After a long lockdown and a long winter our branches across the country have been raring to get back out on the streets, joining protests and campaigning. The protests following Sarah Everard’s murder set things off rapidly and were quickly followed by the wave of protests against the Tories’ Police, Crime, Sentencing and Courts Bill, which are still ongoing at the time of writing. But many branches have also started resuming their regular street activities, campaigning around those very same issues of gender violence and democracy, as well as around NHS pay, amongst other things.
With a lot of new members having joined during lockdown, for many it was the first time they had been able to do in-person activities as part of SA, and the first time they met other branch members in real life! On the topic of first-offs, we can also report activities from two new locations: in Lancaster, as Salford branch helped our Lancashire members intervene in a Kill the Bill protest, and in Rugby, as our members there did their first stall.

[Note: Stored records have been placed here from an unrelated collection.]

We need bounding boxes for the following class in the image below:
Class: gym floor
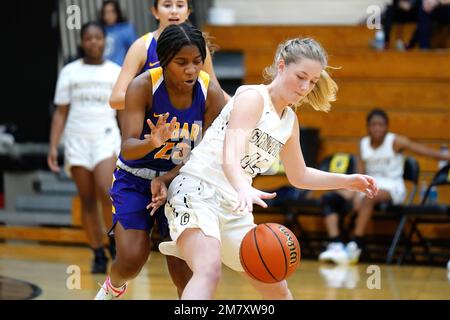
[0,242,449,300]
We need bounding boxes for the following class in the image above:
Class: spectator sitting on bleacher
[318,108,450,264]
[376,0,419,50]
[417,0,450,49]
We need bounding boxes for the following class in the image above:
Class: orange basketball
[239,223,301,283]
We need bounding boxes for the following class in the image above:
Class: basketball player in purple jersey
[95,23,225,299]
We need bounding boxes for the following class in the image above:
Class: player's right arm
[120,72,176,161]
[47,104,69,173]
[109,37,147,110]
[48,64,71,173]
[222,90,276,213]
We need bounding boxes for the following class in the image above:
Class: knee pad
[321,192,348,216]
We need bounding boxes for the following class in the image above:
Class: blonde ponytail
[263,37,338,112]
[295,69,338,112]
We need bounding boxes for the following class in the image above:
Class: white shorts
[64,127,121,175]
[374,176,406,205]
[159,173,256,272]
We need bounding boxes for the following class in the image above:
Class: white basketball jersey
[360,132,404,179]
[180,84,296,197]
[53,59,121,136]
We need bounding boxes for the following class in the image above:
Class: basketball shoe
[345,241,362,264]
[94,276,127,300]
[318,242,349,264]
[447,260,450,283]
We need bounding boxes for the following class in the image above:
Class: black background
[3,0,59,143]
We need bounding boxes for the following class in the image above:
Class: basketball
[239,223,301,283]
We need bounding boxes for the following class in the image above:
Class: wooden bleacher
[0,195,92,245]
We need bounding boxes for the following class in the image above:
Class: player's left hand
[144,113,177,148]
[234,184,277,214]
[346,174,378,199]
[146,177,168,216]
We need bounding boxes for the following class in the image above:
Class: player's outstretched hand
[146,177,168,216]
[144,113,177,148]
[234,184,277,214]
[346,174,378,198]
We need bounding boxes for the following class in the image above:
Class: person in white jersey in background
[155,37,379,300]
[47,22,121,273]
[319,108,450,265]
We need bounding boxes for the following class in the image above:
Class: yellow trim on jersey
[149,67,164,93]
[198,70,210,88]
[141,32,153,50]
[111,170,117,214]
[198,70,210,99]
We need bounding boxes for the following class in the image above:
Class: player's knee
[321,192,347,216]
[116,249,148,278]
[201,258,222,285]
[116,259,144,279]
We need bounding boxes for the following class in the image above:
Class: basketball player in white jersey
[319,109,450,265]
[48,22,121,273]
[156,38,379,299]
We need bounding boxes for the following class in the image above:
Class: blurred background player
[377,0,419,50]
[158,37,378,300]
[99,0,137,66]
[47,22,121,273]
[95,23,225,300]
[319,108,450,264]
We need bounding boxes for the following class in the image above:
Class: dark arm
[120,72,155,161]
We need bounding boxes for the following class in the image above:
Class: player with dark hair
[95,23,225,300]
[109,0,228,113]
[48,22,121,274]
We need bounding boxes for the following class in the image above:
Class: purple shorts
[109,168,168,238]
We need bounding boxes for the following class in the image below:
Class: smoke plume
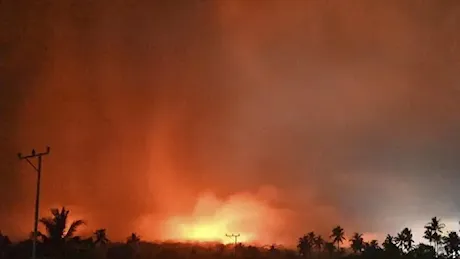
[1,0,460,245]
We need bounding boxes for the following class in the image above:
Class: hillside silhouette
[1,207,459,258]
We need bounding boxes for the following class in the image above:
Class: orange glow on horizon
[167,217,252,244]
[141,189,290,245]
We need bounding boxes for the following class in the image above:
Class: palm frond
[65,219,85,239]
[50,208,60,218]
[39,217,55,238]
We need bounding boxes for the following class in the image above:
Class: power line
[18,146,50,259]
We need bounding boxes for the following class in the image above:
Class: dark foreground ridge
[0,207,458,258]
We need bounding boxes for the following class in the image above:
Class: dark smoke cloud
[1,0,460,243]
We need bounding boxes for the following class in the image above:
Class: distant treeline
[0,207,458,258]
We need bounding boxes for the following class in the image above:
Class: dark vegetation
[1,208,459,258]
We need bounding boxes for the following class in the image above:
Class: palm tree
[39,207,84,243]
[394,228,414,253]
[403,228,414,252]
[382,234,394,249]
[424,217,445,256]
[306,232,316,256]
[330,226,345,252]
[394,232,405,252]
[382,234,399,257]
[349,232,364,254]
[38,207,84,258]
[424,226,434,243]
[94,229,109,246]
[297,235,312,258]
[443,231,460,258]
[313,235,324,255]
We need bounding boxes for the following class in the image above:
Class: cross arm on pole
[18,146,50,160]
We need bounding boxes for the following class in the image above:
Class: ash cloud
[1,0,460,243]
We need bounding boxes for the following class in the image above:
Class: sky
[1,0,460,246]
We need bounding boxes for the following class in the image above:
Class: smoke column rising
[1,0,460,245]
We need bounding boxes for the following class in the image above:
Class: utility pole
[226,233,240,256]
[18,146,50,259]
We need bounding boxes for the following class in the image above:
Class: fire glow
[160,190,286,245]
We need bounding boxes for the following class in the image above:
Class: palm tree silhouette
[403,228,414,252]
[394,232,405,252]
[306,232,316,256]
[38,207,84,257]
[443,231,460,258]
[313,235,324,256]
[349,232,364,254]
[424,216,445,256]
[382,234,398,251]
[297,235,312,258]
[94,229,109,246]
[382,234,399,257]
[330,226,345,252]
[395,228,414,253]
[382,234,394,248]
[423,228,434,246]
[39,207,84,244]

For some branches it has been a bit of a slow start with inclement weather and quiet city centres, but the enthusiasm of finally being able to get back out – wielding the first physical edition of our paper after months of digital-only editions – seems to outweigh the cold hands and feet, and plastic sleeves succeeded in keeping those new papers relatively dry… In West Yorkshire branch they report that the new paper, along with the colour posters and leaflet printed for the Kill the Bill protests, transformed their stalls! The day after having the papers delivered, they also put in place a plan to ensure every member had their paper with more to sell on to friends and family. Within three days over 50 papers had been delivered with just over half paid for.
Along with the bread-and-butter activities of intervening in protests and doing stalls, comrades from Salford branch also scaled a snow-covered Winter Hill for a sponsored walk to mark the 125th anniversary of a mass trespass which took place at the same spot. In 1896, the local landowner (and prominent capitalist and local politician) Colonel Ainsworth attempted to block public access to the hill, and socialists (led by a wonderfully named local cobbler, Joe Shufflebottom) advertised a public Sunday morning walk to call Ainsworth’s bluff. 10,000 local people turned up for the act of protest, and while comrades report that there weren’t 10,000 of them on Winter Hill for the sponsored walk, they have so far raised more than £250 for our Fighting Fund, which is a fantastic achievement – and they want us to convey that there is still time to donate!